Buying Because We Have To
We can not dismiss the issues of technical price deviations, valuations, and subsequent risk when adding exposure. By the majority of measures that we track from momentum to price, and deviation, the market’s sharp advance has pushed the totality of those indicators back to overbought.
I understand if this seems confusing, but it is the difference between chasing markets short-term versus longer-term outcomes for portfolios. This analysis is part of our thought process as we continue to weigh “equity risk” within our portfolios.
Let me be clear about something.
As a portfolio manager, we buy “opportunity” because we have to.
If we don’t, we suffer career risk, plain and simple.
However, you don’t have to. If you are indeed a long-term investor, you have to question the risk undertaken to achieve further returns in the market currently.
While we may indeed be shifting exposure and taking on some additional risk, we do so very cautiously.
While we did increase our exposure to the markets yesterday, as the bullish trend continues, we did so in more “defensive” areas. With the momentum “junk” trade now very extended, we should see a rotation back into utilities, real estate, health care, and technology. (Which may already be underway.)
Furthermore, as noted Saturday, we are also backing that increase in equity risk with increases in our bond holdings.
(As opposed to the S&P 500, bonds are more than 3-standard deviations oversold. On Friday, bonds began a reversal rally. We recently added to our positions to take advantage of a risk rotation.)

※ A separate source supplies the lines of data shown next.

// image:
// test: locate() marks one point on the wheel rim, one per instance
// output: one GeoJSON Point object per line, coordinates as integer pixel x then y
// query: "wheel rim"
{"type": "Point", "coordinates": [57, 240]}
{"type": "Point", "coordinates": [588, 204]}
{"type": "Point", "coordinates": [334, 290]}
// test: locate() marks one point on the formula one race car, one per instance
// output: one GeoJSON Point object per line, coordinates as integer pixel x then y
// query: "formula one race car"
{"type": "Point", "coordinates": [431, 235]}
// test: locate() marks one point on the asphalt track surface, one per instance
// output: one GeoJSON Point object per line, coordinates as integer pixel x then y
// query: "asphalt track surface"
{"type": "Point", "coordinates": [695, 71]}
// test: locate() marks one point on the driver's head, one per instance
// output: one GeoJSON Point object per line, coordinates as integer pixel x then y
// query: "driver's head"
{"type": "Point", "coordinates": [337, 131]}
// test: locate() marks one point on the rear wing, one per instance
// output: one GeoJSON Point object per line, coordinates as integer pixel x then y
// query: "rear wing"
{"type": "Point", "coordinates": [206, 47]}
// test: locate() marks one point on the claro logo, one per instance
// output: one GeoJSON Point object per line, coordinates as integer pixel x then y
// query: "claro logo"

“Even if we get a V-shaped recovery, we are going to be stuck in a deflationary pricing situation for a very long time. You have one-in-five Americans either unemployed or underemployed even after what was apparently a blockbuster jobs report. There is still too much idle capacity to be bidding up inflationary expectations at the moment.
That’s why Treasuries are a very good buy right now.” – David Rosenberg
Risk Does Not Equal Reward
While the Fed is flooding the system with liquidity, the economic and fundamental backdrop remains a disaster. Fundamental, economic, and earnings growth are substantially weaker, which are dependent on an unemployed consumer. Therefore, we may be required to reverse recent increases in equity risk quickly. However, bond yields are still heading to zero.
It is worth remembering that markets have a very nasty habit of sucking individuals into them when prices become detached from fundamentals. Such is the case currently and has generally not had a positive outcome.
What you decide to do with this information is entirely up to you. As I stated, I do think there is enough of a bullish case, technically, to warrant taking on some equity risk on a very short-term basis. We will see what happens over the next couple of weeks.
However, longer-term dynamics are decidedly bearish. When those negative price dynamics combine with the fundamental and economic backdrop, the “risk” of having excessive exposure to the markets outweighs the potential “reward. “
Remember, investing is not a competition; it is a game of long-term survival.